Pour la première fois dans l’Histoire, un pape en Irak
Pour la première fois de l’Histoire, un pape sera à partir de vendredi en Irak pour encourager la fragile minorité chrétienne à tenir bon malgré les conflits et la dureté de la vie, et pour tendre spectaculairement la main à l’islam chiite.
Dans ce berceau de la chrétienté rendu exsangue par les guerres et encore marqué par la percée du groupe Etat islamique (EI), le pape François rencontrera –et c’est aussi en soi une première spectaculaire– la plus haute autorité religieuse d’une partie du monde chiite, le grand ayatollah Ali Sistani à Najaf, au sud de Bagdad.
Il s’agira en outre du premier séjour à l’étranger du souverain pontife depuis le début de la pandémie de Covid-19, après avoir été dûment vacciné, tout comme la multitude de journalistes et d’ecclésiastiques qui le suivent.
Durant sa visite de trois jours, le pape argentin de 84 ans rendra visite à une minorité chrétienne diverse mais réduite à peau de chagrin au milieu d’une population de 40 millions d’Irakiens brinquebalés depuis 40 ans de guerres en crises économiques.
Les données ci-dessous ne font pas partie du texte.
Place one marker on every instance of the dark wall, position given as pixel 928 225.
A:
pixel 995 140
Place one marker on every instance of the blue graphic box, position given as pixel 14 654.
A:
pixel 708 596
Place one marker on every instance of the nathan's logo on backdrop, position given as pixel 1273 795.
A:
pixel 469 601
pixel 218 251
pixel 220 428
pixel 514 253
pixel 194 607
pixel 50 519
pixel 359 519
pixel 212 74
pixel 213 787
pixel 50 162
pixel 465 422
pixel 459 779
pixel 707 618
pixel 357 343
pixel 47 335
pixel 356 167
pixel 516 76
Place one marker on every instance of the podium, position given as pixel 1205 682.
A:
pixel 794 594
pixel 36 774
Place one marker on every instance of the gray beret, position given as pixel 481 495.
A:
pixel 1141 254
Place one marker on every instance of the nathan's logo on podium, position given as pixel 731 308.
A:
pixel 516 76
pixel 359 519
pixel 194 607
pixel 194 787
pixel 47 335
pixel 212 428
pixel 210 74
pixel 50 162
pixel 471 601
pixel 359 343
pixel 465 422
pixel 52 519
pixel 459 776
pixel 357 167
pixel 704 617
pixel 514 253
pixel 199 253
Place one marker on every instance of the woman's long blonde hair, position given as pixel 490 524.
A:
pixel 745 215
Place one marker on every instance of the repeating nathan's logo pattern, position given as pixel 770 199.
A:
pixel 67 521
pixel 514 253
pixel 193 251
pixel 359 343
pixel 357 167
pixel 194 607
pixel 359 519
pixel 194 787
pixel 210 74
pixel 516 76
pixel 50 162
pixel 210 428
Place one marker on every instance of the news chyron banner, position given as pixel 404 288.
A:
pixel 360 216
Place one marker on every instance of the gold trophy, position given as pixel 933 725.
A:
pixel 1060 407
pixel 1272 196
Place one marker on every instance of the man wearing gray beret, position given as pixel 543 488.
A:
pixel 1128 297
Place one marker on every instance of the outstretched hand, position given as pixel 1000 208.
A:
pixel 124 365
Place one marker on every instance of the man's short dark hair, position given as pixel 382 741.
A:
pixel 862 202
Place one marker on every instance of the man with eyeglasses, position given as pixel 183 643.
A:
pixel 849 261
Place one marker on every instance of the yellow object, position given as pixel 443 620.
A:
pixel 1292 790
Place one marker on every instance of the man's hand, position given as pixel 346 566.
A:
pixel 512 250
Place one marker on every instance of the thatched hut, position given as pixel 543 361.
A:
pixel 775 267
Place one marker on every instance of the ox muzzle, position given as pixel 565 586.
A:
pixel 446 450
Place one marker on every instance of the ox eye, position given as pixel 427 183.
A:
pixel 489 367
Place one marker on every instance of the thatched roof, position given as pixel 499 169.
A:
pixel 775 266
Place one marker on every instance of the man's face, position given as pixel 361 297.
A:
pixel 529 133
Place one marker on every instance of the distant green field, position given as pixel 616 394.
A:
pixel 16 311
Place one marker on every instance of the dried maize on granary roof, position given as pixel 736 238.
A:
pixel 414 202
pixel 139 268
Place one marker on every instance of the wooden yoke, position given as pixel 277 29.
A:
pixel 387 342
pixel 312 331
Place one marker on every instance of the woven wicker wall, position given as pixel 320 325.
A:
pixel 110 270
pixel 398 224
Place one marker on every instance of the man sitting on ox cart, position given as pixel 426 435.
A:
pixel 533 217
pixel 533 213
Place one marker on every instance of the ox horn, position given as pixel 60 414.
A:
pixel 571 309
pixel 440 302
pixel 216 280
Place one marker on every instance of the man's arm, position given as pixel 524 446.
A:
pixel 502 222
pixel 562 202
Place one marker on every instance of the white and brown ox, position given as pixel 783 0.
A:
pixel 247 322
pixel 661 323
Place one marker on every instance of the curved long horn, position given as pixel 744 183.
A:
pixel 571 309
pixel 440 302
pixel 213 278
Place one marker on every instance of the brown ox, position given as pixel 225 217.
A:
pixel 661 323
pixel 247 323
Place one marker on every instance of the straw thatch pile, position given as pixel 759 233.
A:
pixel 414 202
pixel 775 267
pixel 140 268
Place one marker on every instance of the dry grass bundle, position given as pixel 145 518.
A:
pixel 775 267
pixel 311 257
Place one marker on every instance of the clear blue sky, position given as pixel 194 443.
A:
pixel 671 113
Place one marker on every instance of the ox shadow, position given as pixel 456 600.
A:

Le programme papal est aussi ambitieux que ce voyage est historique: jusqu’à lundi, le souverain pontife ira dans une cathédrale endeuillée par une prise d’otages en 2010 à Bagdad, dans la cité d’Ur, dans le désert méridional de l’Irak, à Najaf et dans des églises ravagées par l’EI à Mossoul (nord).
Trois jours, 1.650 km
Près de 1.650 kilomètres au total à parcourir principalement par les airs.
Partout sur son chemin, des messages de bienvenue et des appels à la coexistence ont été placardés. Des routes ont été asphaltées, des barrages de sécurité installés et des travaux de rénovation menés dans des zones jusqu’ici jamais au programme de visites officielles.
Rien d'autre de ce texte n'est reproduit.